Total destruction incarnate.
Short Story: THE LAST SERMON
Welcome to all new subscribers. Each month, I drop a short piece here—flash fiction, part of something longer. These stories stand alone, for the most part. But together they build into something else. A longer narrative about what's left when everything changes.
START
They were all pretty bad but Melvin was the worst. He wasn’t brainless like Rader, or angry like Wiley Oaks, and he wasn’t cold and clear-eyed like Janice. No, he had what they all had except he had it worse. He had devolved into something else. Melvin was philosophical about it, the elder statesmen of killing things.
He had his uses. In Dead Flag, he found a home: he could fight for hours outside the fence, methodically running those things down, skewering them, shooting and maiming and burning. We’d seen him drenched head to toe in blood, somehow immune from infection. We’d seen him carry bodies to the bonfire, what looked like people, corpses and amputated parts. He seemed to glide through it. Afterwards, he’d smoke cigarettes and sit with everyone. He wasn’t known to run his mouth, but when he did talk, it was always too much.

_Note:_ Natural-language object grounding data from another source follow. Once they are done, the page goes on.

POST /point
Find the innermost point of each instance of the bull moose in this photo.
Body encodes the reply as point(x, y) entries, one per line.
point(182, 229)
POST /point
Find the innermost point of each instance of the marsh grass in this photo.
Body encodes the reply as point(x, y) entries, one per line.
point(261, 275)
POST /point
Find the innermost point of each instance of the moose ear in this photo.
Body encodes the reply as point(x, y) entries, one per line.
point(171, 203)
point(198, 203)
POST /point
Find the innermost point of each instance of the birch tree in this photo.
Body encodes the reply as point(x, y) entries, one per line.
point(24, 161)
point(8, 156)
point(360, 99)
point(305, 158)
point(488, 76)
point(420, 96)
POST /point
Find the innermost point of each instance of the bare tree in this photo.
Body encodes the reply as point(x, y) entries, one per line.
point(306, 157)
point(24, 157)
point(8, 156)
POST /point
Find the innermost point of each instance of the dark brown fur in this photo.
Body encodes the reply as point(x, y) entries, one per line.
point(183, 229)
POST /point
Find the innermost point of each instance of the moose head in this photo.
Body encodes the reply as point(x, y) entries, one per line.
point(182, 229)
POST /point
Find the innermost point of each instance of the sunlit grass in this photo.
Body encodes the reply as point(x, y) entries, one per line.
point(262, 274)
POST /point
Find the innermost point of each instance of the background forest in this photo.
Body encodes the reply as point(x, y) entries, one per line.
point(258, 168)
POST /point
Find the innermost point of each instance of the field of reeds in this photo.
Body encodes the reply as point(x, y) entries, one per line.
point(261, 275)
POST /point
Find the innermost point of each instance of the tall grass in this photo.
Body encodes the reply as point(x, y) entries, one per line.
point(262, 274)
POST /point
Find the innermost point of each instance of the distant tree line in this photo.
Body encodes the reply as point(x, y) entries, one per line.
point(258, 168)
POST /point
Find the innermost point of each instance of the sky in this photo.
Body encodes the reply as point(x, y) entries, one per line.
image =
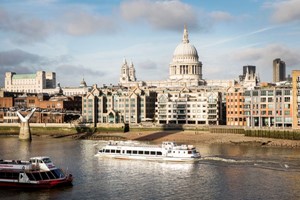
point(90, 39)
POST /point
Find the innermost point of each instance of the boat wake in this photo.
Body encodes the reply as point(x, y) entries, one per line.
point(263, 164)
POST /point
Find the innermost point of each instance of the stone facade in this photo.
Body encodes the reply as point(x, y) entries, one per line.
point(118, 105)
point(269, 106)
point(296, 98)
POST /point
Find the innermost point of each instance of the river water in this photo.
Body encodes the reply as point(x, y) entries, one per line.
point(224, 172)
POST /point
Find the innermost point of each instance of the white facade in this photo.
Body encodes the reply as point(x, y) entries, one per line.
point(186, 106)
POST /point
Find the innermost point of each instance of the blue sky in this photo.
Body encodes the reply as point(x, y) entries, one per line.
point(91, 38)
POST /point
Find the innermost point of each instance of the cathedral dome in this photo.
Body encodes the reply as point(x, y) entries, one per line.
point(185, 51)
point(82, 83)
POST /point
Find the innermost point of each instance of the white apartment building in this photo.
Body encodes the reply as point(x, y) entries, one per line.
point(188, 106)
point(118, 105)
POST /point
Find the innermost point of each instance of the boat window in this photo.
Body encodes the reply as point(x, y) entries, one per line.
point(50, 175)
point(2, 175)
point(58, 173)
point(44, 176)
point(37, 176)
point(46, 160)
point(30, 176)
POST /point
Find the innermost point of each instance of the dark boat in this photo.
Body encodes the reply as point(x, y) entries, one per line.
point(38, 172)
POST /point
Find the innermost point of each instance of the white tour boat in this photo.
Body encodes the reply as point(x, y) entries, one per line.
point(38, 172)
point(168, 151)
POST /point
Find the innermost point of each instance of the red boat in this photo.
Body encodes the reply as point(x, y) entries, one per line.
point(38, 172)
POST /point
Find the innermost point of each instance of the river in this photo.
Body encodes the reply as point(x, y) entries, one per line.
point(224, 172)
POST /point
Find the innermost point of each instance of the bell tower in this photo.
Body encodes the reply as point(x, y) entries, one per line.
point(124, 77)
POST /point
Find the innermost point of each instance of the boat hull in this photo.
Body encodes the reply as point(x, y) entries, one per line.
point(37, 184)
point(150, 158)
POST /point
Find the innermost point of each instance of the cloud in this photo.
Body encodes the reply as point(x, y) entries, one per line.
point(71, 75)
point(168, 15)
point(70, 70)
point(83, 22)
point(27, 29)
point(17, 57)
point(286, 11)
point(221, 16)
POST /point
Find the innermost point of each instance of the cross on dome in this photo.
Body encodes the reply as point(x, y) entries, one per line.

For example: ‘I’ve seen all sorts of things,’ he said one night, after some idiot asked. ‘I’ve seen enough to know. Those things don’t respond to anything except dying. They just stop. They’re worse than animals. They don’t know if they’re coming or going from this world. And they can destroy anything. They’ll destroy all this one day, all of us. Or they’ll force us to destroy it. I’ve seen it. I was up north for a while and I saw all sorts of…I saw infected folk locked in cages for months without food with no change. I guarded a place that was trying to fix them and nothing works. One time, I worked around a farm this fool had. He had dozens of them chained up, bits in their mouths like cattle, and he was using them to run a plough up and down a cornfield. But sooner or later every one of those places got fucked up because sooner or later those things bite or scratch something somewhere and that’s that. They’re just…destruction. Total destruction incarnate. You can’t outgun that. You can never be bigger than it.’
‘So why fucking bother then?’ said one of the men.
Melvin shrugged, took another pull on his drink.
End of sermon.
As pessimistic as he was, Melvin stayed busy. When Rader killed a woman in the camp, Melvin dragged him outside and knifed him. When a horde raided the west gate, he hacked at them, one at a time as they scrambled over, heading them off. He was a help until the day Mona admitted she could feel him coming, could feel his presence with the same touch she had for the infected.
Melvin knew what it meant.
That afternoon, he took himself outside to the pyre and laid himself out with a single shot.